Der Satellit hat zu diesem Zweck ein Spiegelteleskop an Bord, mit dem hochauflösende und extrem
präzise messende CCD-Kameras zahlreiche Sterne gleichzeitig beobachten können. Jeder beobachtete
Stern wird fünf Monate lang überwacht, woraus sich statistisch gute Chancen ergeben, sehr viele
durch Exo-Planeten verursachte Helligkeitsabfälle zu messen. Die kleinsten mit COROT entdeckbaren
Planeten sind etwa doppelt so groß wie die Erde, wodurch unter den neu entdeckten Exo-Planeten
auch solche sein können, auf denen die Entwicklung von Leben möglich ist. Für die unmittelbare
Entdeckung extraterrestrischen Lebens ist die Messgenauigkeit von COROT allerdings zu gering. Die
ESA plant daher schon jetzt die Folgemissionen EDDIGTON und DARWIN, mit denen noch
wesentlich kleinere und weiter entfernte Planeten entdeckt und zum Teil genau untersucht werden
können.
STERNBEBEN
Die mit COROT gewonnenen Daten dienen nicht nur der Entdeckung neuer Planeten, sondern werden
gleichzeitig für Beobachtungen aus dem Bereich der sogenannten Asteroseismologie, die zur Hälfte an
dem Projekt beteiligt ist, verwendet. Die Asteroseismologie beschäftigt sich mit Sternbeben – der
stellaren Entsprechung von Erdbeben – mit deren Hilfe man ähnlich wie bei einer Erdölsuche mit
Probesprengungen auf den inneren Aufbau der untersuchten Sterne schließen kann. Diese
Untersuchungen sind deshalb so interessant, weil alles, was man mit herkömmlichen Methoden bei
Sternen beobachten kann, aus einer nur wenige hundert Kilometer dicken Schicht, der sogenannten
Photosphäre, stammt. Bedenkt man, dass Sterne mehrere Millionen Kilometer groß sind, wird
verständlich, dass die Astrophysiker gerne weiter in das Innere der Sterne blicken würden. Mit Hilfe
der Asteroseismolgie und den Instrumenten von COROT wird man erstmals eine große Zahl von
Sternen durchleuchten können und auf diese Art die dort ablaufenden Vorgänge wesentlich besser
verstehen als bisher.
ENGE BETEILIGUNG ÖSTERREICHS
Als ESA-Mitglied ist Österreich unmittelbar an der Vorbereitung und Durchführung des COROTProgramms beteiligt. Österreichische Astronomen konstruieren gemeinsam mit dem Grazer Institut für
Weltraumforschung wesentliche Teile der Satellitenelektronik und spielen eine wichtige Rolle bei der
Auswahl der zu beobachtenden Sterne. Die Analyse des gewonnenen Datenmaterials wird zu einem
Gutteil am Wiener Institut für Astronomie erfolgen.
AUSSERIRDISCHES LEBEN?
Obwohl sicher ist, dass mit Projekten wie COROT schon in naher Zukunft sehr viele Planeten bei
anderen Sternen entdeckt werden, ist der Nachweis von Leben auf diesen Planeten ungleich
schwieriger. Dabei ist zu bedenken, dass die Planeten zunächst nur indirekt beobachtbar sind und
durch ihre enormen Entfernungen nicht wie der Mars oder Jupiter direkt fotografiert werden können.

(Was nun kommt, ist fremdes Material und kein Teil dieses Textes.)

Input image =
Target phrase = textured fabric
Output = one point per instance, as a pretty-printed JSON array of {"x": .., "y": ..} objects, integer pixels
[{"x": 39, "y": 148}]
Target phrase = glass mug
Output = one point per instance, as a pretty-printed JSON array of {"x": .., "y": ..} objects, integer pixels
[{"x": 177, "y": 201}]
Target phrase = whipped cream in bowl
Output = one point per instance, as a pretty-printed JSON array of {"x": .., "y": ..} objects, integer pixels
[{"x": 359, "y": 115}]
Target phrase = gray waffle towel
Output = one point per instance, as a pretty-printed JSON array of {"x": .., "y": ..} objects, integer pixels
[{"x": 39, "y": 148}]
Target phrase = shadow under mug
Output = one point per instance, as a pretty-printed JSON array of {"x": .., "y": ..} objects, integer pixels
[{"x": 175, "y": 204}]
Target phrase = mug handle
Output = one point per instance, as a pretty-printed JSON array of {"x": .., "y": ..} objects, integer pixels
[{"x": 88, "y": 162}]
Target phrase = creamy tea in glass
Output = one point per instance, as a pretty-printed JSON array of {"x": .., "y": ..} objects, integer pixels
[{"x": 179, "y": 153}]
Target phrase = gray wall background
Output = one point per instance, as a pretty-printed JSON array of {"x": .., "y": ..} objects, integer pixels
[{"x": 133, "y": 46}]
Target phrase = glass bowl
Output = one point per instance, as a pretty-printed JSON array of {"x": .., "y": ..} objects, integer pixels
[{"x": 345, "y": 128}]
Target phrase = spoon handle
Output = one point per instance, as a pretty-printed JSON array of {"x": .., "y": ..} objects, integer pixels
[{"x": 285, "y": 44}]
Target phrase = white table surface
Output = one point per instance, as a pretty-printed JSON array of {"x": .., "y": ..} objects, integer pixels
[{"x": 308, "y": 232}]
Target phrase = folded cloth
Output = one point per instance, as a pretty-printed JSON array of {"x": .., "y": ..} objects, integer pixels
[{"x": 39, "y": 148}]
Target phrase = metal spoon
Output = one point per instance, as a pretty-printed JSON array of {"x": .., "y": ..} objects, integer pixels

Die Astronomen müssen sich daher zunächst auf Berechnungen beschränken, die aus der Größe, der
Bahn um den Zentralstern sowie der Temperatur an der Oberfläche eine Wahrscheinlichkeit für die
Entstehung von Leben ableiten. Planeten mit einer hohen „Lebens-Wahrscheinlichkeit“ können dann
mit besser ausgerüsteten Satelliten gezielt untersucht werden. Bis dahin dürfen sich die Astronomen
immerhin über etwas freuen, wovon William Herschel, der Entdecker des Planeten Uranus, nur
träumen konnte; und zwar in jeder Woche ein paar neue Planeten entdecken zu können.